Under the “substantial relationship” test, a subsequent representation is proscribed “on the sole ground that the later suit, simply because of its substantial relation to the former one, exposes the attorney to an intolerably strong temptation to breach his duty of confidentiality to the former client. The [former] client need never prove that the attorney actually misused the confidences to the client’s disadvantage. Instead he must prove only the existence of the tempting situation by showing (1) that an attorney-client relationship existed in the former legal representation, and (2) that the former and current representations are both adverse and substantially related.” . . . Thus, the “substantial relationship” test operates by assuming that confidences were transmitted in the former attorney-client relationship.

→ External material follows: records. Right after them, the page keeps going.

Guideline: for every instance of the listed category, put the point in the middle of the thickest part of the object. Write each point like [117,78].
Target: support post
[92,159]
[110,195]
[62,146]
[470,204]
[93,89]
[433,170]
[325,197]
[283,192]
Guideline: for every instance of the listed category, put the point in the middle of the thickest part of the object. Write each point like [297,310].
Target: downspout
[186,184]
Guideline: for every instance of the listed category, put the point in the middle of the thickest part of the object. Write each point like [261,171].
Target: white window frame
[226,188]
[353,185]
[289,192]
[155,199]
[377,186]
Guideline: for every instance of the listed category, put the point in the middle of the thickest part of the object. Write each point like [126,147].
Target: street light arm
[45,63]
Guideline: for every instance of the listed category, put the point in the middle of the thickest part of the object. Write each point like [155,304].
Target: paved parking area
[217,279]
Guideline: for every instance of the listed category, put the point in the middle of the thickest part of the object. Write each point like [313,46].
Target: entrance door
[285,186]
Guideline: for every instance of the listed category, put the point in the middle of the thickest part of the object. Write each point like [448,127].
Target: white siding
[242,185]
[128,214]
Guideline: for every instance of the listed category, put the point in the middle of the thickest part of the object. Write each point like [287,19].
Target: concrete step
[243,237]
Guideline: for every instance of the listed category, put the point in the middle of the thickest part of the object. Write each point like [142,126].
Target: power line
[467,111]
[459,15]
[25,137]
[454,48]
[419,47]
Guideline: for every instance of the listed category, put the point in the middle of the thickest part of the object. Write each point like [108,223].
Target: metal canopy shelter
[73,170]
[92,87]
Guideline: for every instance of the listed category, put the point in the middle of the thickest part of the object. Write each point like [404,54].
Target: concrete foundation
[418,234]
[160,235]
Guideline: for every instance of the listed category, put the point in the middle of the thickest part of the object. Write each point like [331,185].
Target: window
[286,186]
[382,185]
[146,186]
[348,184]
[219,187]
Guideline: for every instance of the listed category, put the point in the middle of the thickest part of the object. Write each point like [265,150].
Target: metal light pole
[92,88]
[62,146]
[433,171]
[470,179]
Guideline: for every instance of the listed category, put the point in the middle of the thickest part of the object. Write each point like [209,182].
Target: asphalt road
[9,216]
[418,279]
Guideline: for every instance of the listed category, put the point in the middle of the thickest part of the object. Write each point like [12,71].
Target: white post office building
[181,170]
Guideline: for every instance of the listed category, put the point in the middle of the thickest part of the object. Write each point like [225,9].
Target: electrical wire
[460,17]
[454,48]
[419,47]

Bays, supra, 418 Mass. at 691. See also G.D. Mathews & Sons Corporation, supra, 54 Mass.App.Ct. at 21.
What is lacking, however, is any evidence that the former and current representations are substantially related. Stuart’s involvement in the present lawsuit relates to 21st Centuiy, a partnership formed by him in 1998, well after his representation by DMD ended. In forming that partnership, Stuart was represented by a lawyer not associated in any way with DMD. The transactions in issue in this case involve the propriety of sales by 21st Century to some of the plaintiffs of shares in Cyberscan in December 1999, and shares in Net Tel in 2000. There was nothing in any of the legal representation of Stuart in 1994 through 1996 that had — or indeed could have had — any relationship whatsoever to the subject of this law suit. The present case involves the actions of an entity that did not even exist in the 1994-96 period, and transactions that occurred three and four years after the DMD representation ended.
ORDER
For the foregoing reasons, the motion of Greg Stuart to disqualify Davis, Malm & D’Agostine, P.C., is DENIED.